Get ready to reimagine the classic cottage pie with a twist that adds a whole new level of crunch and convenience. Our Gluten-Free Crunchy Cottage Pie, topped with gluten-free potato gems, takes comfort food to a whole new dimension. Forget the usual mashed potato routine – we’re bringing you a time-saving hack that also ramps up the crispy factor. This recipe is all about delivering the heartiness of a cottage pie with an unexpected, irresistible crunch.
Gluten-Free Crunchy Cottage Pie
Ingredients
- 1 batch of savoury mince see page 61
- 1 cup frozen green peas
- 1 kg packet potato gems
- 1 cup grated cheese
- parsley to serve
- SAVOURY MINCE
- 2 tablespoons olive oil
- 1 onion chopped
- 2 cloves garlic crushed
- 500 g beef mince
- 1 carrot thinly sliced
- 100 g button mushrooms sliced
- 1 celery stalk thinly sliced
- 400 g can gluten-free diced tomatoes
- 1/3 cup water
- 1 gluten-free beef stock cube
- 1 tablespoon gluten-free tomato paste
- 1 tablespoon gluten-free BBQ sauce
- 1 tablespoon gluten-free Worcestershire sauce
Instructions
- Preheat oven to 200°C.
- Heat olive oil in a large saucepan over medium heat. Add onion and garlic and cook, stirring for 2 minutes or until onions have softened but not browned.

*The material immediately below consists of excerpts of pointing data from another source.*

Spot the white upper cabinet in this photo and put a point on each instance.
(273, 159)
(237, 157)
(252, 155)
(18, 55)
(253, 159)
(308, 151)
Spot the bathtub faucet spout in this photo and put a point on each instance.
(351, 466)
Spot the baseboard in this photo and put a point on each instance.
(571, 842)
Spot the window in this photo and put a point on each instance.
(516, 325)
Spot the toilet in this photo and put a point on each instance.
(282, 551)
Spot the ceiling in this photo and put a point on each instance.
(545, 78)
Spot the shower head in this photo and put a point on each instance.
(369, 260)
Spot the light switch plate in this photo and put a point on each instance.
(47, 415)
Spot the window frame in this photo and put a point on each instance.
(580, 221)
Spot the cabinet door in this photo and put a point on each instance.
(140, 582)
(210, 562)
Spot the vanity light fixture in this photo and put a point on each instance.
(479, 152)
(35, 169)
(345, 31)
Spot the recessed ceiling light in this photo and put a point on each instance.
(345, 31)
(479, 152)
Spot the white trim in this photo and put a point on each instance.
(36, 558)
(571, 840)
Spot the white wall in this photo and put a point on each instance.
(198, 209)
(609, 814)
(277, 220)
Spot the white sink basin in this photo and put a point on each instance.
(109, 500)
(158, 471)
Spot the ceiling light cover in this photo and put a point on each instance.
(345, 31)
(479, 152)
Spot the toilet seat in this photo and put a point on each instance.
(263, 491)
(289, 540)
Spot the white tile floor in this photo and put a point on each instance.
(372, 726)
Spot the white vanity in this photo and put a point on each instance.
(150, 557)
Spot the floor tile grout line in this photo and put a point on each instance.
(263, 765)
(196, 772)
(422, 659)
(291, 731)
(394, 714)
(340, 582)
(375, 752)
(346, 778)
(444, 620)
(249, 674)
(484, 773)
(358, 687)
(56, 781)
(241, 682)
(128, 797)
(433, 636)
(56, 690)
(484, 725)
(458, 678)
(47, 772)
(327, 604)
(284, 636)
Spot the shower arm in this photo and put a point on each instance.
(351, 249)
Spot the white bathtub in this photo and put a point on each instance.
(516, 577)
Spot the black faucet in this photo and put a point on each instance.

- Add mince and cook, stirring until browned and broken up, about 7 minutes.
- Add carrot, mushrooms and celery and cook, stirring for a further 2 minutes. Then add remaining ingredients and stir to combine. Bring to the boil, cover and reduce heat to medium-low. Simmer gently for 20 minutes, then stir through frozen peas.
- Pour savoury mince into a large baking dish. Arrange potato gems on top then bake in preheated oven for 20 minutes.
- Remove from oven, sprinkle with grated cheese and return to the oven for a further 20 minutes or until cheese has melted and gems are crunchy. Sprinkle with parsley and serve immediately.